About this calculator
The Pythagorean theorem states that in any right triangle, the square of the hypotenuse (the side opposite the right angle) equals the sum of the squares of the other two sides: c = √(a² + b²). Here, a and b are the two legs and c is the hypotenuse. This relationship holds for every right triangle regardless of size and is one of the most fundamental results in Euclidean geometry. It is used to find straight-line distances in two-dimensional space — the formula is essentially the same as the Euclidean distance formula between two points. Practical applications include carpentry (checking square corners), navigation (shortest-path distances), screen diagonal measurements, and physics (vector magnitudes). The theorem extends to three dimensions as c = √(a² + b² + d²) for spatial diagonals.
How to use
Imagine you are building a ramp that spans 6 feet horizontally and rises 2.5 feet vertically. Enter Side A = 6 and Side B = 2.5. The calculator computes c = √(6² + 2.5²) = √(36 + 6.25) = √42.25 ≈ 6.50 feet. That is the length of lumber you need for the ramp surface. As a quick check: the hypotenuse must always be longer than either leg individually — 6.50 is indeed greater than both 6 and 2.5, so the result is plausible.

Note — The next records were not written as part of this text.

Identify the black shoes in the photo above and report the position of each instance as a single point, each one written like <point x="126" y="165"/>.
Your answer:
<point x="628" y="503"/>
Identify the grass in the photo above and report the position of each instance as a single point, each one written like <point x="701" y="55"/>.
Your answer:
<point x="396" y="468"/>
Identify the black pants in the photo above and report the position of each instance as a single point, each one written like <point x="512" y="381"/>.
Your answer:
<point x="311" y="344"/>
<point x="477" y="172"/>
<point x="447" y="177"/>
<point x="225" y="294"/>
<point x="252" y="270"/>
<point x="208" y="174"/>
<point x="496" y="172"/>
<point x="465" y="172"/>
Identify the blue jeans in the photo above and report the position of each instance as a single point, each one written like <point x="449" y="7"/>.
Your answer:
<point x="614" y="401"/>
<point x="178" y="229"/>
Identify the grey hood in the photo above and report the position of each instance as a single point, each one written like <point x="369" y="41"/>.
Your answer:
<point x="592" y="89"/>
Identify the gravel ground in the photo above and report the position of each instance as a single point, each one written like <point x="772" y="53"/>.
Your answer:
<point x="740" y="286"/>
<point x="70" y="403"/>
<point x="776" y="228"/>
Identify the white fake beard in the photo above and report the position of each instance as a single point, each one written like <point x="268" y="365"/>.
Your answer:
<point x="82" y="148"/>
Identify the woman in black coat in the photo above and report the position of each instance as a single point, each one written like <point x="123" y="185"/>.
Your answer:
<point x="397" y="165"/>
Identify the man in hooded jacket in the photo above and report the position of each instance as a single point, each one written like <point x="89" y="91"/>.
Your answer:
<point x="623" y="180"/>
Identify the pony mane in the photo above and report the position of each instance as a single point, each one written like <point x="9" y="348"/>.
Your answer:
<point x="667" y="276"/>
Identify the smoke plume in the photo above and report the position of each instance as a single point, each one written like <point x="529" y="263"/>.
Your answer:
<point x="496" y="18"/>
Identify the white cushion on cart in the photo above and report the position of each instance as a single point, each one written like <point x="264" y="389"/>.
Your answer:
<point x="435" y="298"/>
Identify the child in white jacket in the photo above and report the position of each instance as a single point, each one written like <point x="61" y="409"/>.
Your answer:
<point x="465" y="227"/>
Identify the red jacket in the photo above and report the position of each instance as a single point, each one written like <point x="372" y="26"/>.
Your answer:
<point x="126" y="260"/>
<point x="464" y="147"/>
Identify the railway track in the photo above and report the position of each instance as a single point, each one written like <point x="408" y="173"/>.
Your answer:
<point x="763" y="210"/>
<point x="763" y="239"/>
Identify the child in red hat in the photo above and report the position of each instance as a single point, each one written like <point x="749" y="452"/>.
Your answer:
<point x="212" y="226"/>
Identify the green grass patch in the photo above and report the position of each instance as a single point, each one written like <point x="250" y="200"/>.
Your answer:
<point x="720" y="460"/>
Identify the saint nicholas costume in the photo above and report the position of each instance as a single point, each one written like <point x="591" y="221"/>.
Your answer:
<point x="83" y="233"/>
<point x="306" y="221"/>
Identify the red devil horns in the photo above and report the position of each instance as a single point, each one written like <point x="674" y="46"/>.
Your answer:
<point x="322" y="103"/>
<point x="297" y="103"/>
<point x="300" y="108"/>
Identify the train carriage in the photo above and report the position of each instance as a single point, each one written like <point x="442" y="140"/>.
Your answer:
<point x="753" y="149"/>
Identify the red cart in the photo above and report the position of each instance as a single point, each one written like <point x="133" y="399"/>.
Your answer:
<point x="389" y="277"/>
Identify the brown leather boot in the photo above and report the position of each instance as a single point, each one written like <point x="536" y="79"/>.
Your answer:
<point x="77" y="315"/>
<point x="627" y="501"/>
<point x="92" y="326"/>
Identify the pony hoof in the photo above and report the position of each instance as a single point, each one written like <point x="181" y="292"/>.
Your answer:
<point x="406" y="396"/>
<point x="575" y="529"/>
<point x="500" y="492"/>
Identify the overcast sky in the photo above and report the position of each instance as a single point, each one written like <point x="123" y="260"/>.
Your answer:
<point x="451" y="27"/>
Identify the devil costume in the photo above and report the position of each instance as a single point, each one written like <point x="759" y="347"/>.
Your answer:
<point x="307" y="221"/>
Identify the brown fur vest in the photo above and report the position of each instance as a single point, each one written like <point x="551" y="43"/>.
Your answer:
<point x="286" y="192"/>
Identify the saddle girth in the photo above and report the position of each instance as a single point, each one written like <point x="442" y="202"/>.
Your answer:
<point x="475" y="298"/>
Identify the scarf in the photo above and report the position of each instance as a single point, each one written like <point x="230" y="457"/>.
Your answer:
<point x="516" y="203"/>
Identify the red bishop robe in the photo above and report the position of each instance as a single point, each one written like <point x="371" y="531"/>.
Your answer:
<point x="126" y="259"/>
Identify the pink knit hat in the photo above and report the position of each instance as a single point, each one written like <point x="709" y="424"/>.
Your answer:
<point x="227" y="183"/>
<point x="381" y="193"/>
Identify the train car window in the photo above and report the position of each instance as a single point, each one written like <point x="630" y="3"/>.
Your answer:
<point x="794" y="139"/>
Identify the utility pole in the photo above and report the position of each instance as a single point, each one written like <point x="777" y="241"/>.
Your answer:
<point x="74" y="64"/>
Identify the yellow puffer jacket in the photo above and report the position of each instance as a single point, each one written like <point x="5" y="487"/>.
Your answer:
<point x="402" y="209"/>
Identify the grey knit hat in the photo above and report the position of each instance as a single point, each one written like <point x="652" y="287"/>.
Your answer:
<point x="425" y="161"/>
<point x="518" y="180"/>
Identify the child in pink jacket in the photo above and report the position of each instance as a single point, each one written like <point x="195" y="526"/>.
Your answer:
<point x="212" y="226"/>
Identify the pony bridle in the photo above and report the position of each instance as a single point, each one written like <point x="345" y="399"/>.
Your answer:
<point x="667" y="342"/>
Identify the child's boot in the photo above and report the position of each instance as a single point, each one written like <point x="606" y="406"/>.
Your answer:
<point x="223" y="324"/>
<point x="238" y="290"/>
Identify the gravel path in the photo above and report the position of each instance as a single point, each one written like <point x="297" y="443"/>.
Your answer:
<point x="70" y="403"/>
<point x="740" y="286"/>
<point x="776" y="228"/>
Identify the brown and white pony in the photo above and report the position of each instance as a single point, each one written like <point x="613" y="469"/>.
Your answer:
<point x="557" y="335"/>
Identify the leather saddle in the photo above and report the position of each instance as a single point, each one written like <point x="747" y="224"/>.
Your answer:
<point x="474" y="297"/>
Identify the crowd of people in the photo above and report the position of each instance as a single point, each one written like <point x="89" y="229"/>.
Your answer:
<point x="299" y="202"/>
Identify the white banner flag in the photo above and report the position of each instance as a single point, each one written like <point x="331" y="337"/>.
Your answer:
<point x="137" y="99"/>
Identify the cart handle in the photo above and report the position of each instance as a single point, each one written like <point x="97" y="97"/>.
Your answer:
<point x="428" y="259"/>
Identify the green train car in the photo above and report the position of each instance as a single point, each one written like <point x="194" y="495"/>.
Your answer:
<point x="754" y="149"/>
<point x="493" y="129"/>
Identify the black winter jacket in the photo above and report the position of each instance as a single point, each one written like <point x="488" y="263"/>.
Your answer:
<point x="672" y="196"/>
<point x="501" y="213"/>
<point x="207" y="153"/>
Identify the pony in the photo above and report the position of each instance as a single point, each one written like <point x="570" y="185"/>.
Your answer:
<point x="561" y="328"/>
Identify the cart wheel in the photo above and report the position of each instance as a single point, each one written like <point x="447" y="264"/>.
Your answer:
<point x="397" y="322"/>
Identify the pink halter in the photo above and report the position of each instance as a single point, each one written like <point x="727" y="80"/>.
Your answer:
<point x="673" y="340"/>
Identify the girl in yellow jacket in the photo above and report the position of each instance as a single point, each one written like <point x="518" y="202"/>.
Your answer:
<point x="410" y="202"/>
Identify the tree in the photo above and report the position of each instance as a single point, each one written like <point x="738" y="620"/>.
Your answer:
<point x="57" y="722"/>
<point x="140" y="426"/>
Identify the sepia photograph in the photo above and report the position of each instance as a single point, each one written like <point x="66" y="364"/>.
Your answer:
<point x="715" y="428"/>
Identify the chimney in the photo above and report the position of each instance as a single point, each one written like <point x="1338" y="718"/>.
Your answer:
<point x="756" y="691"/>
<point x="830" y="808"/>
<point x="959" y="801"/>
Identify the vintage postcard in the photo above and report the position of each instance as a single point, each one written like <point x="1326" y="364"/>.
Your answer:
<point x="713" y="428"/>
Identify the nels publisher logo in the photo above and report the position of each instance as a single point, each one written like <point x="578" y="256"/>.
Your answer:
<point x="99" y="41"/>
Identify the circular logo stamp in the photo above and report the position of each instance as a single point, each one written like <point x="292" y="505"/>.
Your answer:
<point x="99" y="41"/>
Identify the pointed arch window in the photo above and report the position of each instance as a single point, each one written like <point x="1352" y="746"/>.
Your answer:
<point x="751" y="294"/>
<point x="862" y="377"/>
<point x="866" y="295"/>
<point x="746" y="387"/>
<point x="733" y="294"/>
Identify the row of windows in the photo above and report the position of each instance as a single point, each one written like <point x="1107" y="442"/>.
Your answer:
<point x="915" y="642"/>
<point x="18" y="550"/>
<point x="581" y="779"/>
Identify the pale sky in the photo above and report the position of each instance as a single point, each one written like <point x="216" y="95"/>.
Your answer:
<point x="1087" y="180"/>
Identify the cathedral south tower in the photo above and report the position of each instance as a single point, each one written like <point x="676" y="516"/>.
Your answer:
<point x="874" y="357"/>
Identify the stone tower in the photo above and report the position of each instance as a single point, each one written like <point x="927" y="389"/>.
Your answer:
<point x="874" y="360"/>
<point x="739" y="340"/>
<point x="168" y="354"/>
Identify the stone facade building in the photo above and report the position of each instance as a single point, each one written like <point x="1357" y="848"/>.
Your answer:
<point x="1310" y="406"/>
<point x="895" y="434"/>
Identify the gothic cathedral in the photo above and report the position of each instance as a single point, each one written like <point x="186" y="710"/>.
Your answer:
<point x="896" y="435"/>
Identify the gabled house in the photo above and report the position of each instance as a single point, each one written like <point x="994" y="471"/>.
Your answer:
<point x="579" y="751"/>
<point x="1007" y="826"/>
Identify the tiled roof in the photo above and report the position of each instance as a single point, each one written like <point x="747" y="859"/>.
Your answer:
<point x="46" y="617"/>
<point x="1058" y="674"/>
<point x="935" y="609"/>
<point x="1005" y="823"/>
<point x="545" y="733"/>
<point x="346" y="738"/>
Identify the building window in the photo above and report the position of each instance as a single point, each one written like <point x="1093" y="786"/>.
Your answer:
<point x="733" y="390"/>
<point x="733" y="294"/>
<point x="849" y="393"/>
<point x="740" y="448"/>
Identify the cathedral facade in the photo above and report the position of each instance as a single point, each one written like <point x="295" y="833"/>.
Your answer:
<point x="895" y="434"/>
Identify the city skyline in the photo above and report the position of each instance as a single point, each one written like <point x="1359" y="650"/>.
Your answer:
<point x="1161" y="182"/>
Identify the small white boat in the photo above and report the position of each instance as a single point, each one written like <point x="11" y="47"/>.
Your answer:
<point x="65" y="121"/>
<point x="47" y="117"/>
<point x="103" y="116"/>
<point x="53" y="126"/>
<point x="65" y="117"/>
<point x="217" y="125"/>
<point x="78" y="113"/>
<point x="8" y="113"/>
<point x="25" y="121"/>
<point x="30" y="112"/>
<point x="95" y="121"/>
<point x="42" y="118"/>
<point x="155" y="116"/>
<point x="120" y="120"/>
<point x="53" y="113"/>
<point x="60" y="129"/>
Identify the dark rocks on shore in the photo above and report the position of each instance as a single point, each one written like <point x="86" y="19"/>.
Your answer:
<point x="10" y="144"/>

Frequently asked questions
How do I find a missing leg of a right triangle instead of the hypotenuse?
Rearrange the formula: if you know the hypotenuse c and one leg a, the missing leg is b = √(c² − a²). For example, if a ladder of length 10 m leans against a wall and its base is 4 m from the wall, the height it reaches is √(10² − 4²) = √(100 − 16) = √84 ≈ 9.17 m. This reverse application is just as common as finding the hypotenuse, particularly in construction and navigation problems.
What are Pythagorean triples and why are they useful?
A Pythagorean triple is a set of three positive integers (a, b, c) that satisfy a² + b² = c² exactly, with no rounding. The most famous example is (3, 4, 5): 9 + 16 = 25. Other common triples include (5, 12, 13) and (8, 15, 17). These are extremely useful in construction and carpentry because they guarantee a perfect right angle using only whole-number measurements — no calculator needed on a job site. Builders use the 3-4-5 rule constantly when squaring up foundations and walls.
Does the Pythagorean theorem work for non-right triangles?
No — the standard theorem applies only to right triangles (those containing a 90° angle). For other triangles, you need the Law of Cosines: c² = a² + b² − 2ab × cos(C), where C is the angle between sides a and b. When C = 90°, cos(90°) = 0 and the formula reduces exactly to the Pythagorean theorem, confirming it as a special case. The Law of Cosines works for any triangle, making it the more general tool for trigonometry and surveying applications.